Ireland is particularly exposed to this crisis due to its energy infrastructure. According to the Economic and Social Research Institute (ESRI), Ireland remains more dependent on gas-fired electricity generation than many of its European neighbors. When wholesale gas prices nearly doubled following the initial disruption in the Gulf, Irish utility providers were among the first to announce price hikes. PrepayPower has already confirmed an 8.8% rise in electricity and a 10.6% rise in gas starting June 1, with other major suppliers expected to follow.
For the average Irish family, a 7% inflation rate means an additional €3,000 to €4,000 in annual expenses for basic necessities like fuel, heating, and groceries. The Central Bank of Ireland has expressed concern that this “inflationary tax” will significantly dampen consumer spending, which has been the backbone of Ireland’s post-pandemic recovery.

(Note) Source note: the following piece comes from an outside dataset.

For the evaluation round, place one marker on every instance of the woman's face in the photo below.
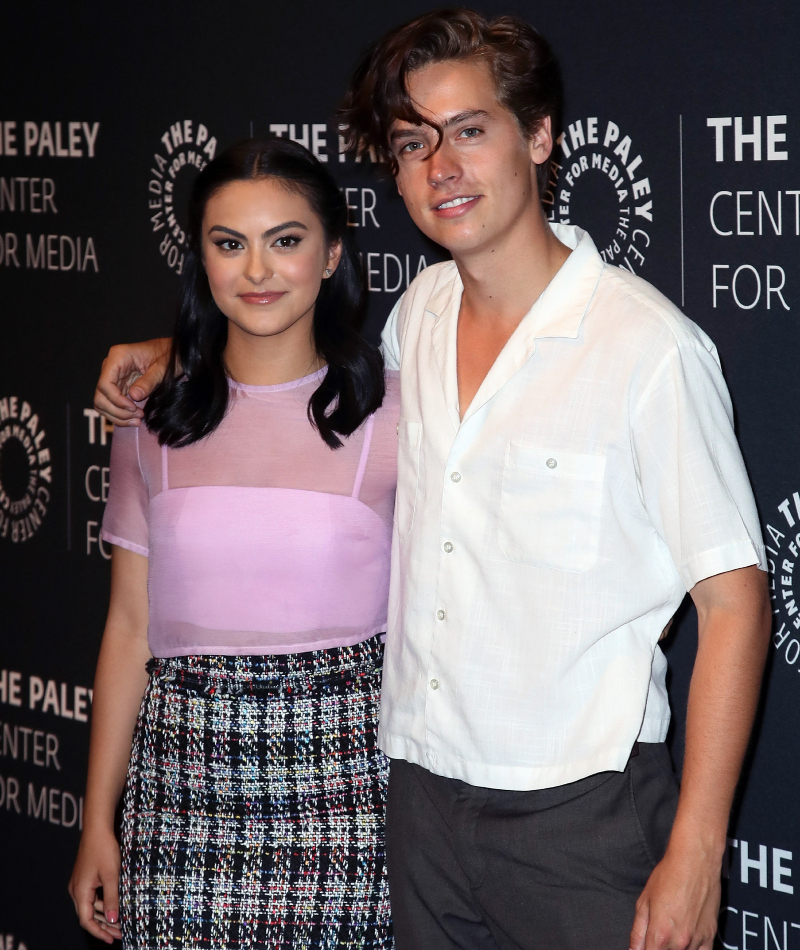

While the government has previously used energy credits and VAT reductions to shield citizens, analysts at Davy suggest that a 7% peak would require a much more substantial intervention, potentially straining the national budget surplus.
The situation remains tied to the geopolitical climate in the Middle East. While some markets hope for a “Project Freedom” agreement to allow vessels through the Strait, the current reality remains one of tight supply and extreme volatility. Without a diplomatic breakthrough, the “New Year” for many Irish businesses may begin with the shadow of a technical recession.